The price action was first driven a couple of weeks ago by a squeeze on short positions in the institutional and hedge fund community, but the Aussie has over recent days been helped by higher commodity prices. Gold has recovered almost $50 per ounce from its mid-December lows to $1,292 whilst the price of three-month copper on the London Metal Exchange rose to a three-and-a-half-year high of $7,201 a tonne yesterday and iron ore is up almost 25% over the past two months.

It remains to be seen whether this recent strength in the AUD can persist, especially as 10-year Australian bonds now yield only 28 basis points more than their U.S. equivalents and three-month rates are only 11 bp higher. And, with higher commodities now arguably ‘in the price’ of the Australian Dollar, it’s a struggle to see where the next positive surprise might come from.

The Aussie opened in North America this morning at USD $0.7785 with AUD/NZD at $1.0990 and AUD/CAD $0.9815.

CAD/AUD: Expected Range $1.015 -- $1.0205

The New Zealand dollar has largely kept pace with the strength in its Aussie cousin with the AUD/NZD cross in a $1.0970-$1.1000 range since Friday last week. NZD/USD reached a best level of $0.7040 on Tuesday, yesterday it extended gains to $0.7075 and overnight it has been up to $0.7096; the strongest since October 19.
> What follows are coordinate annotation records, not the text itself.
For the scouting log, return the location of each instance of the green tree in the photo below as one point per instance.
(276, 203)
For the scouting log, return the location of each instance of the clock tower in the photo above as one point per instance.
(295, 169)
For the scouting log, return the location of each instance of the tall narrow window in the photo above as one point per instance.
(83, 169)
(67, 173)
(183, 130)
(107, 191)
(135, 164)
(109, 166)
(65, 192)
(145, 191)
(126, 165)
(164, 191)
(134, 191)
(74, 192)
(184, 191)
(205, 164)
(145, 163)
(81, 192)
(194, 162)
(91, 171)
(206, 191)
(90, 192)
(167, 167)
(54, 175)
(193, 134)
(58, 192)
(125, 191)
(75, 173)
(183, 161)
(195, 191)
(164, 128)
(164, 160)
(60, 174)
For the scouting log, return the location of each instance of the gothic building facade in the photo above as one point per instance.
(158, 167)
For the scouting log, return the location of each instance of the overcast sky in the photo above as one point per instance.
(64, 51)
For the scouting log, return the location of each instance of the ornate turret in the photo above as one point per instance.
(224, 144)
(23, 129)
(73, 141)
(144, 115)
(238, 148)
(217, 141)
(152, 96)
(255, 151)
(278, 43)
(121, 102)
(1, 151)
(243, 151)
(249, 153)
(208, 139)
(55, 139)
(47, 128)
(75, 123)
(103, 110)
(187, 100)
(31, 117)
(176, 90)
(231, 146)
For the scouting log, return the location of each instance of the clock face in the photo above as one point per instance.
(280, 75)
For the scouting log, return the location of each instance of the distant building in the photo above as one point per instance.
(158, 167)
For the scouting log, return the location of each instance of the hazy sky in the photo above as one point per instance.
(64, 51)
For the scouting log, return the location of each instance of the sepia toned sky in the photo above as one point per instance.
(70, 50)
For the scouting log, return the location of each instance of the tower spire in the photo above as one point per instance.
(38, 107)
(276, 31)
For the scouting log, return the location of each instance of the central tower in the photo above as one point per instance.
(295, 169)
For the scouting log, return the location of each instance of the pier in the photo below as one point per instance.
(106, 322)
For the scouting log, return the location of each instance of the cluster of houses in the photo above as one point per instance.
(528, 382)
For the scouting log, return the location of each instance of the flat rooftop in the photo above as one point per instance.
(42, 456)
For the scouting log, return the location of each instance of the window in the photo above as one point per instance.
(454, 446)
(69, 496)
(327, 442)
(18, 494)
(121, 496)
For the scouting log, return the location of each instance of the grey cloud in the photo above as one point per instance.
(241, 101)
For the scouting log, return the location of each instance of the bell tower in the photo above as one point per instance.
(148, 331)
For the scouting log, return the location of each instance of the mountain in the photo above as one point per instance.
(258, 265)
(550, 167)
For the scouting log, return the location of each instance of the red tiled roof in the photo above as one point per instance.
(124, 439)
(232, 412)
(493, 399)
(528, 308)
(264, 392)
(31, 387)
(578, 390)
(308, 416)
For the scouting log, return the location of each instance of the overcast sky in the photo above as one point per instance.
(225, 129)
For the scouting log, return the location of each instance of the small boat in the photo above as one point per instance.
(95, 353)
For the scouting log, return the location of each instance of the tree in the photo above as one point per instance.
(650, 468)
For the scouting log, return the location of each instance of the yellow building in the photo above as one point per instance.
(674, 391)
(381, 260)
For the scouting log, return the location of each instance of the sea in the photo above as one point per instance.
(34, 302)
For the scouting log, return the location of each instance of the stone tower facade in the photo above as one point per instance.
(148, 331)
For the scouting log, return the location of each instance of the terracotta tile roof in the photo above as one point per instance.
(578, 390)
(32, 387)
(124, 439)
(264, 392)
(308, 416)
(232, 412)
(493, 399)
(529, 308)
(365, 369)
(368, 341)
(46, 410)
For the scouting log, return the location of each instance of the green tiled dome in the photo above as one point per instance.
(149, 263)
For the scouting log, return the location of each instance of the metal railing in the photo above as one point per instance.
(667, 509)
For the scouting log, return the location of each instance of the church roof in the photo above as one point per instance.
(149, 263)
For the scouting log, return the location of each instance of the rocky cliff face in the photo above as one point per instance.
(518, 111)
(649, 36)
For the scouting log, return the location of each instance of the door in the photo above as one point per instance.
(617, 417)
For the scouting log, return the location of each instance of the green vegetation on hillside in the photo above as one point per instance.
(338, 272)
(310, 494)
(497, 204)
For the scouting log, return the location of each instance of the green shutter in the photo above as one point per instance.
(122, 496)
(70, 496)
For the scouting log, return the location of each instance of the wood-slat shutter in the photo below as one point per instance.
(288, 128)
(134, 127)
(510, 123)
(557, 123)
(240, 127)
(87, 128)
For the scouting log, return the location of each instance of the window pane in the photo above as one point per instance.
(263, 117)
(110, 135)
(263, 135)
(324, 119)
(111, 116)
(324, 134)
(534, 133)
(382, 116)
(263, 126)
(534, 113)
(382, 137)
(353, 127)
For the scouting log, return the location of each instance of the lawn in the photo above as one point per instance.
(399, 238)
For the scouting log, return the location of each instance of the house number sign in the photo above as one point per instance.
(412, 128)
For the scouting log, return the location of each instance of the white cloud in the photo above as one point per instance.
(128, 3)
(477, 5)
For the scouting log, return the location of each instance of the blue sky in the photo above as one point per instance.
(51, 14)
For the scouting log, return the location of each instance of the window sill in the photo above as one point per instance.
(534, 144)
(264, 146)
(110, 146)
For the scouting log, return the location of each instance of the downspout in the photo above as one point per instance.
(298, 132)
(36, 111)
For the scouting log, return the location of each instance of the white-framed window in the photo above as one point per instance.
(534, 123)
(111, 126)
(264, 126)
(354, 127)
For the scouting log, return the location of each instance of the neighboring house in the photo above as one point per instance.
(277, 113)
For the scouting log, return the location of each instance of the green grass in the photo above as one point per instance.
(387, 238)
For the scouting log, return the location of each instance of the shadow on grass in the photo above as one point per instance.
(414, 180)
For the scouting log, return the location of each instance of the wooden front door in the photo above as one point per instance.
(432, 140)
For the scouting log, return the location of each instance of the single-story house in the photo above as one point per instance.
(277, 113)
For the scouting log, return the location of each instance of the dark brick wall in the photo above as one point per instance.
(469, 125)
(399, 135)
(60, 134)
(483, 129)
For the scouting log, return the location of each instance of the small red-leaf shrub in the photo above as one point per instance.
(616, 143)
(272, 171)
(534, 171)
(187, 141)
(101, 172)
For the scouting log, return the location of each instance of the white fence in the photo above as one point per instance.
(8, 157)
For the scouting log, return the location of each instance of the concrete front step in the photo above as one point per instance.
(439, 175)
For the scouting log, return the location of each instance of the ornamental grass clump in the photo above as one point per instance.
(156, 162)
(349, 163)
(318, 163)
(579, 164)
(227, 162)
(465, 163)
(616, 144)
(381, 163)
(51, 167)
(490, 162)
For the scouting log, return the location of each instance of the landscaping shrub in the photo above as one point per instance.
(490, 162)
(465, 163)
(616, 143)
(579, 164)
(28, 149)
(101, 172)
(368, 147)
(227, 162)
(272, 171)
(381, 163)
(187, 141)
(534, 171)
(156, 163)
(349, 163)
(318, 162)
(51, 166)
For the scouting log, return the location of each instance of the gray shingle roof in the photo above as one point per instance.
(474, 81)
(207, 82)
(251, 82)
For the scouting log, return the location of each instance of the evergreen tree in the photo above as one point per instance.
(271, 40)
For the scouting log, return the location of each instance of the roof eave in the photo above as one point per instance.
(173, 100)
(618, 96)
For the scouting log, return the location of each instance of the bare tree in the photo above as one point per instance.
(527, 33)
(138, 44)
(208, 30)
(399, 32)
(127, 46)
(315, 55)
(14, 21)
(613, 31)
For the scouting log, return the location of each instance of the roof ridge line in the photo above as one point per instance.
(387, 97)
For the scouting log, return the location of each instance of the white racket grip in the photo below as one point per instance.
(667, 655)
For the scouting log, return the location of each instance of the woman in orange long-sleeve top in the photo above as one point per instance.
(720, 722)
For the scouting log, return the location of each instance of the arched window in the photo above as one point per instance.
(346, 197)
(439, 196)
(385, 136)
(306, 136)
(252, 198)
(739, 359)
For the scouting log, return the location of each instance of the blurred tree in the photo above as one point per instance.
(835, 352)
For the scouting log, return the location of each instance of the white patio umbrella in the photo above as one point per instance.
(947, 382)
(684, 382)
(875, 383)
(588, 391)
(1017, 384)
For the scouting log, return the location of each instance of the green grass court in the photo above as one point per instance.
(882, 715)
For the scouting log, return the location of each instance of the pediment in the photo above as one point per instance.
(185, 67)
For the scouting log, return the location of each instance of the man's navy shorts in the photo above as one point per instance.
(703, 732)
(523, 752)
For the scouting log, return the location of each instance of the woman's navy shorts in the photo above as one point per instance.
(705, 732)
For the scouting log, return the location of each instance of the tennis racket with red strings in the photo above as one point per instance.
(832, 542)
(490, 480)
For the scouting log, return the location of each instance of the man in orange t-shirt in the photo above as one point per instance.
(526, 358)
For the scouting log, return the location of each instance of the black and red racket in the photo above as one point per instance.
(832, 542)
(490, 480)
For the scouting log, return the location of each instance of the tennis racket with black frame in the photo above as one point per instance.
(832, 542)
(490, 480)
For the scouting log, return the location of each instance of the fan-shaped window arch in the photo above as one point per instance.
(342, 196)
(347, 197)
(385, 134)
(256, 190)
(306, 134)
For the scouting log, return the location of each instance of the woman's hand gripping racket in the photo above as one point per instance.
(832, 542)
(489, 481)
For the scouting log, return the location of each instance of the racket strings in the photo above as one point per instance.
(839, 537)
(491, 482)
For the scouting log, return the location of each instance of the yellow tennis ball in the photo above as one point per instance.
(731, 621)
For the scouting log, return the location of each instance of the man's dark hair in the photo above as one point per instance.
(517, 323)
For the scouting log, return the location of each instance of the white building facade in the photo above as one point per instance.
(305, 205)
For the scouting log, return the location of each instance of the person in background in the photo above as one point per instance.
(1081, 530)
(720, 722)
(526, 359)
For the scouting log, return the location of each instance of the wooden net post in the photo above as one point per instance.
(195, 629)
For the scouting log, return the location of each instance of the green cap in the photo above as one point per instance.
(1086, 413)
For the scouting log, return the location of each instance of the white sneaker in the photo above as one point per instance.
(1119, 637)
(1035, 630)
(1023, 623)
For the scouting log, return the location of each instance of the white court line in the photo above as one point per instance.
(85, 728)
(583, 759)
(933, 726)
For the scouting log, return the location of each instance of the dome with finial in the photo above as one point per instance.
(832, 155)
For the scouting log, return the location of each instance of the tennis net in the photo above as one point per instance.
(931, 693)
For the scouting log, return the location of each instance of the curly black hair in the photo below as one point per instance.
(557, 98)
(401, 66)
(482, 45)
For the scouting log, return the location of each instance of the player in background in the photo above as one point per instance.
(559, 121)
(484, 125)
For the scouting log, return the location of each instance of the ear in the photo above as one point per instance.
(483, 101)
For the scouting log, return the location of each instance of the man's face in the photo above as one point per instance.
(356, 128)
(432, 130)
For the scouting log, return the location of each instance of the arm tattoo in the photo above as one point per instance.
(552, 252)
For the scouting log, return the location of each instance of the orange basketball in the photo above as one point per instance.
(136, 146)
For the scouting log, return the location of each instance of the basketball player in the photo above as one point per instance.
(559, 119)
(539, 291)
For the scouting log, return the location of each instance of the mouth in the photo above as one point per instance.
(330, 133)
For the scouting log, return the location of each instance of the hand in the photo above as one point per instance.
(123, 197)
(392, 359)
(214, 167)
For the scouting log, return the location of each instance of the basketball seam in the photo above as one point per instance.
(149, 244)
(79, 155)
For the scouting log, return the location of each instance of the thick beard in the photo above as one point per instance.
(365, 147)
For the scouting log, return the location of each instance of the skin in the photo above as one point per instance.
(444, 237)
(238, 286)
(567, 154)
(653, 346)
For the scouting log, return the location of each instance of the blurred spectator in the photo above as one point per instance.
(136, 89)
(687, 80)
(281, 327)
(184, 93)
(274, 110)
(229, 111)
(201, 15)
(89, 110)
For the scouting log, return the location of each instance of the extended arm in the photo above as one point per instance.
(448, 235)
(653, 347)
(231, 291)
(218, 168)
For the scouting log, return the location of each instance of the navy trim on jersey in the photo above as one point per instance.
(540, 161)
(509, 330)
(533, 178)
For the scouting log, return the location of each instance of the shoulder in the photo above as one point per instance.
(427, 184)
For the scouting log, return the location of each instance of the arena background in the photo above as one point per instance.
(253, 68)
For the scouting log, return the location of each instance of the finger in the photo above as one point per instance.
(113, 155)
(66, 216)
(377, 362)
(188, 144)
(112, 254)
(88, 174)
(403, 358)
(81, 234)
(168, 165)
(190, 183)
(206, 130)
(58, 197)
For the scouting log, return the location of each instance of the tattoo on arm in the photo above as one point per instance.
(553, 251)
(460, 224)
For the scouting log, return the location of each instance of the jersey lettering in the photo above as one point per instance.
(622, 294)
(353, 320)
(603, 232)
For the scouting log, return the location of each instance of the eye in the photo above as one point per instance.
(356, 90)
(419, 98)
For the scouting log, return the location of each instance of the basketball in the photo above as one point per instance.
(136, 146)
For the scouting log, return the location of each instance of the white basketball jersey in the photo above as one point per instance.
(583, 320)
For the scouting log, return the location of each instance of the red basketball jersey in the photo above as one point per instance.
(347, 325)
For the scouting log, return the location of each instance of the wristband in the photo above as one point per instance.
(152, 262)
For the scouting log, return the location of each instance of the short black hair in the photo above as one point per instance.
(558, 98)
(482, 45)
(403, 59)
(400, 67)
Arguably there is perhaps more substance to the Australian dollar recovery than to the kiwi; higher commodity prices have helped the Aussie whereas the last Global Dairy Trade (GDT) auction just before Christmas showed prices falling by 3.9%. The average price per tonne on the GDT index was U.S. $2,969 (NZ $4,247), with the key price indicator whole milk powder (WMP) at U.S. $2,755, a drop of 2.5%. This was the fourth drop of at least 2.4% in recent months - with a fall of 2.4% on October 3, 3.5% on November 7 and 3.4% on November 21. The next GDT auction doesn’t come until the New Year and will be keenly watched for any sign of pickup in prices.

The Kiwi Dollar opens in North America this morning at USD $0.7085 with NZD/CAD at $0.8930.